Il tema centrale di Ecoesione è lo studio del rapporto tra politiche sociali e ambientali, quindi da lato le misure a sostegno dello sviluppo economico, dall’altro la questione del cambiamento climatico e dell’inquinamento. Da questo punto di vista una situazione tipica di conflitto è stato ad esempio il tentativo di aumento della introduzione della carbon tax in Francia, utile a ridurre le emissioni, eppure avversata come ulteriore aggravio fiscale.
“Vogliamo analizzare il rapporto tra le criticità ambientali dovute al cambiamento climatico, le politiche attuate per contrastarle, e i rischi sociali prodotti o aggravati da queste politiche – spiega D’Alessandro – il tutto favorendo processi partecipativi e inclusivi”.

Un ulteriore obiettivo di Ecoesione è infatti lo sviluppo di una piattaforma online aperta da mettere a disposizione di tutti gli interessati, politici e istituzioni, per creare un modello di macrosimulazione capace di mostrare gli effetti delle diverse politiche sociali e ambientali.
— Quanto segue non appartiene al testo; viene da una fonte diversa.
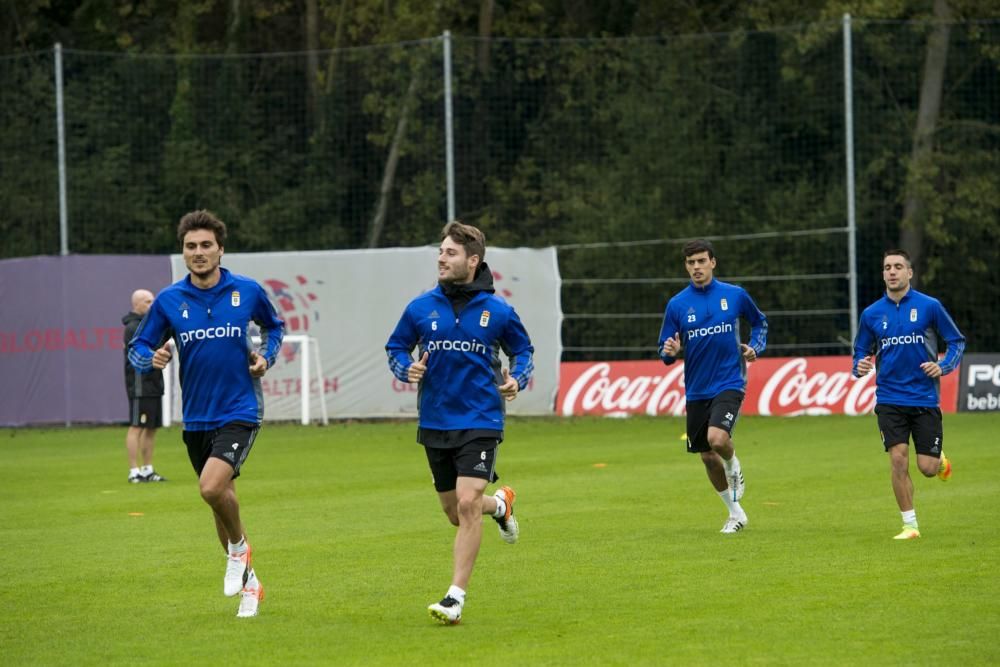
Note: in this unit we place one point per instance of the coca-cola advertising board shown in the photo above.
(775, 386)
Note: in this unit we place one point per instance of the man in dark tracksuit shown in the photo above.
(144, 400)
(459, 329)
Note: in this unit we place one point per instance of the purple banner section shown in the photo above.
(61, 348)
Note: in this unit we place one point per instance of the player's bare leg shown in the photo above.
(902, 488)
(219, 490)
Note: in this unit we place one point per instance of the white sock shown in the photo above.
(457, 593)
(239, 547)
(733, 506)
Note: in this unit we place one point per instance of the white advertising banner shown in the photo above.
(350, 300)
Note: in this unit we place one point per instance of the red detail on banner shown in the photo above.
(776, 386)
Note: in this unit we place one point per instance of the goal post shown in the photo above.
(309, 364)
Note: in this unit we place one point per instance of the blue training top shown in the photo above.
(210, 332)
(459, 390)
(902, 336)
(707, 319)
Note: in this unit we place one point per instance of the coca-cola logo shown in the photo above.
(792, 390)
(595, 390)
(776, 386)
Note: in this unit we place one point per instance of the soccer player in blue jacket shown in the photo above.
(902, 331)
(208, 314)
(459, 328)
(703, 321)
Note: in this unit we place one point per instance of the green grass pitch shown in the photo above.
(620, 560)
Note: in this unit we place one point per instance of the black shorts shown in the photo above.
(476, 458)
(720, 412)
(145, 412)
(897, 422)
(230, 442)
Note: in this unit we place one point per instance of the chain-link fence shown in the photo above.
(613, 150)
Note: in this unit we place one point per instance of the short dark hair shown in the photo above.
(202, 220)
(467, 236)
(898, 251)
(697, 246)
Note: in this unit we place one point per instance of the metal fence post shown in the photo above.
(852, 227)
(61, 139)
(448, 128)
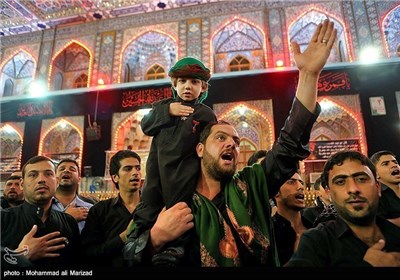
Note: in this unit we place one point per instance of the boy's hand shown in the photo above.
(179, 110)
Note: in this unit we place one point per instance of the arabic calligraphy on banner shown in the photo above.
(321, 150)
(133, 98)
(333, 81)
(35, 109)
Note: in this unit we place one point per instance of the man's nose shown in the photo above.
(352, 186)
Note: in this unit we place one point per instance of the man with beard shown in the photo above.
(33, 230)
(105, 231)
(230, 212)
(12, 194)
(289, 223)
(357, 237)
(388, 172)
(66, 198)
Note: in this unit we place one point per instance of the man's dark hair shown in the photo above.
(338, 159)
(207, 130)
(34, 160)
(375, 157)
(69, 160)
(115, 162)
(256, 156)
(14, 177)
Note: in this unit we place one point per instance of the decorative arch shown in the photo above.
(68, 77)
(17, 72)
(129, 134)
(155, 72)
(302, 28)
(390, 28)
(224, 44)
(148, 48)
(62, 139)
(252, 125)
(11, 148)
(239, 63)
“Vorremmo che questo modello diventasse uno strumento di valutazione e decisione capace di definire e bilanciare strategie e obiettivi strategici”, conclude D’Alessandro.

Un prototipo di questo simulatore sarà presentato nel corso Bright-Night, la notte dei ricercatori, il prossimo 27 novembre.
Simone D’Alessandro, professore di Economia Politica al Dipartimento di Economia e Management dell’Università di Pisa, è affiliato al centro di ricerca REMARC (Responsible Management Research Center) i cui ricercatori sono coinvolti nel progetto Ecoesione insieme ai colleghi del Centro interdisciplinare di Scienze per la Pace, conclude il comunicato stampa.